Food on Syros is a revelation of terroir and tradition. The island's famous San Michali cheese — a hard, aged variety produced only here — pairs beautifully with a glass of local assyrtiko at any of the harbour-front ouzeries. Loukoumia, Syros's refined take on Turkish delight, have been handcrafted in family workshops since the 1830s and make for an irresistible souvenir. Pull up a chair at a waterfront taverna in Ermoupolis for grilled octopus, wild capers, and kopanisti, the peppery whipped cheese spread that Cycladic grandmothers have perfected over generations. For a deeper immersion, follow the coastal road to the beaches of Galissas or Kini, where simple fish tavernas serve the morning catch with nothing more than lemon, olive oil, and a view of the infinite blue.

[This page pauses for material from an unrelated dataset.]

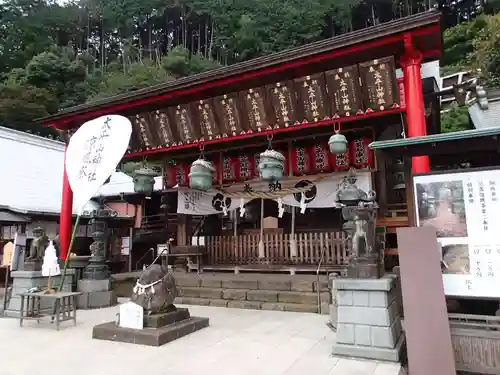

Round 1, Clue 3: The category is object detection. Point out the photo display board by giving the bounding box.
[413,169,500,298]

Day-trippers from Syros can reach the sacred island of Delos — birthplace of Apollo — in under two hours, while the quieter charms of Symi, the mountain village of Neméa on the Peloponnese, and the green slopes of Skopelos are all within comfortable sailing distance. Back on Syros itself, the hilltop labyrinth of Ano Syros rewards a leisurely wander through arched passageways, past Jesuit and Capuchin monasteries dating to the seventeenth century, and up to panoramic viewpoints that sweep across the entire Cycladic chain. The island's cultural calendar peaks in summer with the Ermoupolis International Festival of the Aegean, filling the Apollo Theatre and open-air stages with opera, chamber music, and contemporary dance.
Syros is served by MSC Cruises on select Aegean and Eastern Mediterranean itineraries, offering a refreshing alternative to the better-known Cycladic stops. The main port of Ermoupolis is compact and walkable, with the town's highlights — museums, churches, shops, and cafés — all within a pleasant stroll from the quay. The best time to visit is May through October, when warm Meltemi winds keep temperatures agreeable and the island's cultural scene is in full swing. For travellers seeking the authentic soul of the Cyclades, far from the cruise-ship crowds that flood Mykonos and Santorini, Syros is the quietly magnificent answer.